24 April 1749

10. Philip Doddridge, Northampton, to the Isteds, 24 April 1749.1 

 

Northampton April 24. 1749


 

Dear Sir

        As neither I nor Mrs Doddridge had heard one Word of the Illness of your amiable Child you may be sure that the news of his Death which we had the Affliction to receive last Night was a great Surprize & Grief to us. We beg that you & your good Lady would be assured that it is impossible for us to be unaffected with any thing in which the Happiness of many of our Friends is so tenderly interesting. Most sincerely do we wish to you & to the whole Family which suffers with you on this Occasion the best Supports under such a Calamity. You need not Sir I am sure be taught from me whence & how they are to be sought nor is it from any Suspicion of your Ladys needing my Instructions that I beg her acceptance of a Sermon I preachd under a similar Distress of my own. But the Representation of religious Truths forever & familiar to our mind draws a new strength from the suitableness of them to present Circumstances & it would be the Joy of my Heart in any Degree to promote the Serenity of hers. I only add that I am with the Sympathy of a Parent who has lost five Children & of a Friend most thoroughly Sensible of the worth of your Characters & of the obligations I am under to your Goodness

                         Dear Sir

                                    Your & your Ladies most faithful

                                                 affectionate & obedient humble Servant

                                                                         P Doddridge.


My Wife & Polly join their Compliments & Condolences to your Self Lady ^& Miss Isted  I cannot express the vexation with which I think of the ill tim’d whim of my last. It reminds me of a much gayer Letter which I wrote to a young Lady near thirty years ago who was laid in her Coffin just as it reach’d the House.

 

Address: none

Postmark: none

Notes: none


1 Collection MSG 1215, ALS Collection, Special Collections, McGill University Library, Montreal, Canada.
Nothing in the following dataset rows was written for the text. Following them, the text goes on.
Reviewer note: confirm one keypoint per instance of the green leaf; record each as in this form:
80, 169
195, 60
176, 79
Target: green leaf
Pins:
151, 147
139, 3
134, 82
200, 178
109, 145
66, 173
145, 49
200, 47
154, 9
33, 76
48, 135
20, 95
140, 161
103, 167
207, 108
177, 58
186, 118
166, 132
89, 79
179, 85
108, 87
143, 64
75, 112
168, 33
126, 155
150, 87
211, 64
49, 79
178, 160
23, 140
Letter does not appear in Geoffrey F. Nuttall, Calendar of the Correspondence of Philip Doddridge (1979) but it does appear in his Philip Doddridge: Additional Letters (2001). This letter belongs between Doddridge's letter to George Lyttelton on 26 March 1749 and one to Samuel Wood on 2 May 1749 (Calendar, letters 1462 and 1472), providing the only reference by Doddridge to the death of the Isted's child.